Saturday, August 16, 2008

Quel statut pour un enfant issu de la pratique I.A.D. ?


L’Insémination Artificielle avec Donneur de sperme, en abrégé, I.A.D., ne va pas sans susciter des questions relatives à la définition du couple, de la famille, de la paternité, de la filiation, qui concernent les fondements traditionnels de la société. Par le fait que le sperme doit demeurer anonyme, l’I.A.D. modifie des identités individuelles et des modalités de liaison intra- et inter-générationnelles. Ces enfants qui naissent sans connaissance d’un père précis nous ramène à l’époque des sociétés primitives, lorsque les hommes et les femmes vivaient séparément et que les enfants ne reconnaissaient que leurs mères.
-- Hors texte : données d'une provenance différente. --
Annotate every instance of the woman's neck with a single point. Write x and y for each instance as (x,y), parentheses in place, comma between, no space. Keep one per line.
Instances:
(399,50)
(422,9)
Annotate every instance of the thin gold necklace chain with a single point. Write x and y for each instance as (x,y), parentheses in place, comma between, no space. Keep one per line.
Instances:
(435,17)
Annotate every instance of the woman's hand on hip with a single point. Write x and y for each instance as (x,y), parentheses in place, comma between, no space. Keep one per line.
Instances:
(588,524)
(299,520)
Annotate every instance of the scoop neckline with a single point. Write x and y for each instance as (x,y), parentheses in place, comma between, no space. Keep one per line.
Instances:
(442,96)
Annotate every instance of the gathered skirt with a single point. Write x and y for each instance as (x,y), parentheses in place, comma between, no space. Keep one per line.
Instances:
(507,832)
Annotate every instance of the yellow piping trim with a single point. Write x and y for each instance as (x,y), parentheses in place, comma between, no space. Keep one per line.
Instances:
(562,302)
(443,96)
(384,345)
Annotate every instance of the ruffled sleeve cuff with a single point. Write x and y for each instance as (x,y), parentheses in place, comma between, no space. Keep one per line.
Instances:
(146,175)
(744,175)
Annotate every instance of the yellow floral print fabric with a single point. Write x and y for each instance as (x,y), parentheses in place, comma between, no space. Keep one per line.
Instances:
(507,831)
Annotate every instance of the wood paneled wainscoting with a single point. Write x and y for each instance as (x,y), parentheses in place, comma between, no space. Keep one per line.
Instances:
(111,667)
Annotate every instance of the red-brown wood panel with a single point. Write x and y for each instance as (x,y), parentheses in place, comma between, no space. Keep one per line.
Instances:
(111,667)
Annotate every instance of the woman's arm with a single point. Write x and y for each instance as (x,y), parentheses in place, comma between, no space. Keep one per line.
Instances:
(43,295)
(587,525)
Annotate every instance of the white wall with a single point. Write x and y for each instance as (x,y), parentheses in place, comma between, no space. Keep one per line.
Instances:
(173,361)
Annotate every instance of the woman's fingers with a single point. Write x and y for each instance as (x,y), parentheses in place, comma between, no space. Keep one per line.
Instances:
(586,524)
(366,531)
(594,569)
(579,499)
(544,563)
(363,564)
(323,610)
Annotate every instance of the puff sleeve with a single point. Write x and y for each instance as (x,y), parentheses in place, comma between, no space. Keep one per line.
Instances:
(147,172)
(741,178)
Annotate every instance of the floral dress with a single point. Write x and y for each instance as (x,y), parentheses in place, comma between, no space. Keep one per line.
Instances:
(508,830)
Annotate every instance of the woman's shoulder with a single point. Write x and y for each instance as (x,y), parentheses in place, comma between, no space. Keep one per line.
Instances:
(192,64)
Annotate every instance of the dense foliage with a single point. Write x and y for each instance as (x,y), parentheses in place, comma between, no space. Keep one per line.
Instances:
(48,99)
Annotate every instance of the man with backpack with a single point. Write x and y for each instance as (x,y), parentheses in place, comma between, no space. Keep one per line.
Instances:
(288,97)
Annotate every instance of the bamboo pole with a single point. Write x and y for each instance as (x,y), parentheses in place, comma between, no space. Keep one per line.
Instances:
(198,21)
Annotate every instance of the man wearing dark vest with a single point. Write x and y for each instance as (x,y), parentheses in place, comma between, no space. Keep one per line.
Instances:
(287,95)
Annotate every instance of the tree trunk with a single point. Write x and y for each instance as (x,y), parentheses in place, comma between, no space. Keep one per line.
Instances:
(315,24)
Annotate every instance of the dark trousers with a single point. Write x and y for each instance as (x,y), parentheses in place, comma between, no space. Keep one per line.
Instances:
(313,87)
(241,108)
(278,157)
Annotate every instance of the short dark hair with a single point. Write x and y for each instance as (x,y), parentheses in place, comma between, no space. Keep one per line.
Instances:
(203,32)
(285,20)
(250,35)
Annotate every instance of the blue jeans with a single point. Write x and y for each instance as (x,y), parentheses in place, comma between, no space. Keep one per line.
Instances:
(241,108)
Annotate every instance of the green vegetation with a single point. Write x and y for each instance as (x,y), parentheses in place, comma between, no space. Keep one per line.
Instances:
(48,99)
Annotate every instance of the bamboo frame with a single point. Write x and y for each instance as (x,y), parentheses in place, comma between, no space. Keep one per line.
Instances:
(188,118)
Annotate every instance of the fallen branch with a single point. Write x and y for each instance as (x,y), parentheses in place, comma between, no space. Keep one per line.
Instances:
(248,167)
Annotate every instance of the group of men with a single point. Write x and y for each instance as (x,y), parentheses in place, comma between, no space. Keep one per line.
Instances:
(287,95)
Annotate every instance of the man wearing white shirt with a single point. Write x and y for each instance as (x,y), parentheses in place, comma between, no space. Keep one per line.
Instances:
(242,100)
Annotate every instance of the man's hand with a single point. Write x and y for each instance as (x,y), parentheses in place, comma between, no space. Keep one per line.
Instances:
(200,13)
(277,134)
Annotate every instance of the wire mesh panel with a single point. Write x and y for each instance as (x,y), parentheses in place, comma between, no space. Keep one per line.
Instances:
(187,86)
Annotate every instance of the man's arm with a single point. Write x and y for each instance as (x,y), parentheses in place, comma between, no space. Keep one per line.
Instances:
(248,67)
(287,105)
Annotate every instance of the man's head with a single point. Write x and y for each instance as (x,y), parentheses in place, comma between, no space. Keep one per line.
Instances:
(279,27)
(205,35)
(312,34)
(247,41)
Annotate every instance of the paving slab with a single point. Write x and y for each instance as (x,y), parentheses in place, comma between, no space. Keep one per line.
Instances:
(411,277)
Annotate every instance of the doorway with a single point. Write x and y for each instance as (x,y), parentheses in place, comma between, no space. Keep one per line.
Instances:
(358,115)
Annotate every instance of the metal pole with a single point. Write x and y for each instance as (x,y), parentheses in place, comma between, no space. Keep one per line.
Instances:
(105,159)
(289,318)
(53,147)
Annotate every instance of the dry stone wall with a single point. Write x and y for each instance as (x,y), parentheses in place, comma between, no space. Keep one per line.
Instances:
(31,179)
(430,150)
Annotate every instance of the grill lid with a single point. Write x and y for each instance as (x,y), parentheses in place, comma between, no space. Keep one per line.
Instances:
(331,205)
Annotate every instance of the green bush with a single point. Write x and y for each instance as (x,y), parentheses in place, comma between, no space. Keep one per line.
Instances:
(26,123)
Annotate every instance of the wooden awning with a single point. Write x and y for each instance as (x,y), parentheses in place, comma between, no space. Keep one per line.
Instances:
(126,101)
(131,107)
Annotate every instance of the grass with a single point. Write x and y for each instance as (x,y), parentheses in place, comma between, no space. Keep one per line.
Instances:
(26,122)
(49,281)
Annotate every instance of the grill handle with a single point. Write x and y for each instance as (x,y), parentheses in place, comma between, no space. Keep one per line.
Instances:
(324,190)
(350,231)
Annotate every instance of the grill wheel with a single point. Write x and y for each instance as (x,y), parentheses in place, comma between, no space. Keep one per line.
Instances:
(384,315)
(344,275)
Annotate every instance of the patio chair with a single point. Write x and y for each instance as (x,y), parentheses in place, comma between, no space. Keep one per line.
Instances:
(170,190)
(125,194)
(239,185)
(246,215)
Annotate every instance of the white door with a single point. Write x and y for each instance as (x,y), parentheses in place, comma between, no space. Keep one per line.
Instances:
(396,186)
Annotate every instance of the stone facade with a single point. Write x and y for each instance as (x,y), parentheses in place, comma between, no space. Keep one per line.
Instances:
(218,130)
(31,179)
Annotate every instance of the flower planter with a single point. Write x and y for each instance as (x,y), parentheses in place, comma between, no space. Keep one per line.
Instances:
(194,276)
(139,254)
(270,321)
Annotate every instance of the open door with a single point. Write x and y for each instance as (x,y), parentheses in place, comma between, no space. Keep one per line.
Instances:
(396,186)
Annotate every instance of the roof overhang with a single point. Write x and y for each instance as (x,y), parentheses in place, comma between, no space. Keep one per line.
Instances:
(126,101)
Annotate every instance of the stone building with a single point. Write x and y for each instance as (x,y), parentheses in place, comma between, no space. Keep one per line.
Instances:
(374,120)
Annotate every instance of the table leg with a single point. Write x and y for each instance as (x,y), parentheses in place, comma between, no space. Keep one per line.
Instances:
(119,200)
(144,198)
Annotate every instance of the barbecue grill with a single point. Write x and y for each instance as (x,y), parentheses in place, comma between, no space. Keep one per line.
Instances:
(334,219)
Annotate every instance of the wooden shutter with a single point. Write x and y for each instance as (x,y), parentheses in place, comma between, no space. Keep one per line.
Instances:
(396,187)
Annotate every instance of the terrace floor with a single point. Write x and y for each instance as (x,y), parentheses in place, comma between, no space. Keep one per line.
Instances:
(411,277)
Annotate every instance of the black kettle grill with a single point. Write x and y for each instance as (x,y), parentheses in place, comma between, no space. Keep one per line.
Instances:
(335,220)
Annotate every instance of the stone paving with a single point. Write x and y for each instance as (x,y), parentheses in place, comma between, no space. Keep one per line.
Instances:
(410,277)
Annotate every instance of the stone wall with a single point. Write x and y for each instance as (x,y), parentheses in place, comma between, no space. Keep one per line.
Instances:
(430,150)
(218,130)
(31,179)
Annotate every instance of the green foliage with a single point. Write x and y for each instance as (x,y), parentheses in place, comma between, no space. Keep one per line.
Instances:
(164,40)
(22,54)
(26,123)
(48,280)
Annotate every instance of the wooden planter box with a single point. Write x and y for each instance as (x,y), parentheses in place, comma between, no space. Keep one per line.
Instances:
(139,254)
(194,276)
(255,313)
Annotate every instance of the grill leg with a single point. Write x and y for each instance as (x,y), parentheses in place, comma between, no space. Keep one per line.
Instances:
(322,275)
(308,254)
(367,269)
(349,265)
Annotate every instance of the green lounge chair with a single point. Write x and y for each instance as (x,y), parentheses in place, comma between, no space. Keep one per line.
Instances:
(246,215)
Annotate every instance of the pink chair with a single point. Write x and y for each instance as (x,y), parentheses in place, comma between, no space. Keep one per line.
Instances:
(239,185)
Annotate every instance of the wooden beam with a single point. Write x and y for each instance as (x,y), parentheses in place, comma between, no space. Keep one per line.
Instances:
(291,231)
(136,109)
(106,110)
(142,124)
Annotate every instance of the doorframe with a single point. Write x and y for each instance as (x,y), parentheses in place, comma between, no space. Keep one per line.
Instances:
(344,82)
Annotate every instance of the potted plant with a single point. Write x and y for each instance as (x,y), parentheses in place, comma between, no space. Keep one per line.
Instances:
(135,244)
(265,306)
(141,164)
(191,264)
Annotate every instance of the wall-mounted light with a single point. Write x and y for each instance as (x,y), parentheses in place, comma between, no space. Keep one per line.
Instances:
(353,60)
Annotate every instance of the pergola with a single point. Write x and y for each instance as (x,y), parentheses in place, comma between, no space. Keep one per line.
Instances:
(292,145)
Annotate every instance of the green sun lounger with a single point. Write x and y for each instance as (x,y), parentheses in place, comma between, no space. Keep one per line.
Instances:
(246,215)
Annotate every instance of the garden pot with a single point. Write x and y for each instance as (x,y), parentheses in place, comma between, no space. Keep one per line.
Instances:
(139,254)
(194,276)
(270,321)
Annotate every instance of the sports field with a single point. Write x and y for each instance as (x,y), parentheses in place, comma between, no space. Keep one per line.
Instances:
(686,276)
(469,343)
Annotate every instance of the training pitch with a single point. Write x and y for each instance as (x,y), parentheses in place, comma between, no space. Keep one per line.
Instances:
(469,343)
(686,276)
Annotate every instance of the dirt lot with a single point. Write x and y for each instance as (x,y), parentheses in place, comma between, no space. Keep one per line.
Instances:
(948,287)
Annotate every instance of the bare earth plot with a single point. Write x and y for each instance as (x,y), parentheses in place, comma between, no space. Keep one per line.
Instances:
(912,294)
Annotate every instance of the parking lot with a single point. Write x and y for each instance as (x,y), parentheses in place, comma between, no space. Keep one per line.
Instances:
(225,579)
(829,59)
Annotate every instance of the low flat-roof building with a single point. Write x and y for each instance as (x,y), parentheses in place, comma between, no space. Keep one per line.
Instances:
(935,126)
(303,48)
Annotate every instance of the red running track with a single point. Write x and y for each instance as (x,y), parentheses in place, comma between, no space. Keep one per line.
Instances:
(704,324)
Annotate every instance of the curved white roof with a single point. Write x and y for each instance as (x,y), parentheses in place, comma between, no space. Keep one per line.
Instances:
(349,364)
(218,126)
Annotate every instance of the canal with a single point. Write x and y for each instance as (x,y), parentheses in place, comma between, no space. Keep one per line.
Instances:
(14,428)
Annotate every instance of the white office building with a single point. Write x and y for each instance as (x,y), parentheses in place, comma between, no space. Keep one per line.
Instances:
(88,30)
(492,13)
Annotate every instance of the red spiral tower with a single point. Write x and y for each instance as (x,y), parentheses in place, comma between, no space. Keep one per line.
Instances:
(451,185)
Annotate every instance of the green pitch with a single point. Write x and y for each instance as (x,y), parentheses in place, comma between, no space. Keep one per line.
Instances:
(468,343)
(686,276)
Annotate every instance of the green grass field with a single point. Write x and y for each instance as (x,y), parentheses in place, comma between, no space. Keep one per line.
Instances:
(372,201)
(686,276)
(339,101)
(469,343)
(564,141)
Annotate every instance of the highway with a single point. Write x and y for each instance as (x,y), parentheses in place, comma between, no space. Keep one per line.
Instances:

En modifiant les règles élémentaires qui régissent la société humaine, l’I.A.D. s’attire le courroux des africains qui voient en l’enfant non seulement un trésor familial mais aussi et surtout l’avenir du clan, de la tribu, bref, de la société en général. Le fait de procréer un enfant en déhors du couple fait perdre la crédibilité de l’I.A.D. en Afrique, car elle s’écarte de la logique formelle de l’existence de l’humanité. Or, qui dit couple ou famille, évoque le mariage ; en Afrique, le mariage est conditionné par la remise obligatoire de la dot. Contrairement à l’I.A.D. qui produit des enfants sans statut, la dot, par contre, régularise les enfants en leur confèrant le droit à la filiation, comme nous allons le démontrer ci-dessous.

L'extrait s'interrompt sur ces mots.